What do people most misunderstand about data science?
Most of all, data science is a form of statistical detective work. As I say in my video, you can’t have science without data. Maybe you have a little data. Maybe a lot. You take what you have and use a variety of techniques to fill in the gaps. Often your data can resemble a Microsoft Excel spreadsheet, only with certain columns or rows missing. You then develop and train a model to predict the values that are missing based on the information you already know. It’s not magic. It’s more like deductive reasoning.
You mention techniques. Can you provide an overview of the basic concepts.

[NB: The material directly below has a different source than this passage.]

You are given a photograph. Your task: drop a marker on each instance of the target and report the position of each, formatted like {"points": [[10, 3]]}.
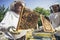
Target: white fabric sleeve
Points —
{"points": [[5, 22], [57, 28]]}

Sure. I talked about deduction. Another way to think about this is teaching a model to learn. That’s a counter-intuitive concept, I know. How do you teach a model? Basically there is a logic behind all data: information comes from somewhere. The data scientist looks at categories or values that are already present and extrapolates what might be missing by refining and adjusting a mathematical model intended to represent this logic. There is supervised learning, where you are trying to either predict a number through something called regression analysis or a class or a category or a type, through what we call classification. Then, with unsupervised learning, maybe you don’t know the value are looking for, so you take the values that you do have and then try to cluster them. These are the two most popular approaches, but new methods are being developed all the time.
Cluster? Are you referring to a scatter plot?
Not quite. Clustering is what it sounds like. It refers to groups or clusters of dots representing data, but it can take many forms. Maybe you assign different colors to data points. Maybe you have more or fewer clusters. It all rests on your choices and what your algorithm or model requires.
What is the point of clustering data?
People don’t recognize that data science is beautiful! Data science is all about finding patterns, and these often reveal themselves through visual representations. For example, imagine I plot my data on a graph, but all those numbers are noisy. Upon first glance, they are represented as a jagged or even random assortment of dots on a grid. Many of our models or algorithms, especially for supervised learning, seek to fit a line on top of the data – to apply a pattern to this information. As you train the model with more inputs, it gets closer and closer and closer to the actual distribution of your data points, forming a shape that the eye can follow. But beware: the line can’t exactly match your data or you are in danger of over-fitting.
Isn’t fitting a model to the data a good thing? How can you over-fit?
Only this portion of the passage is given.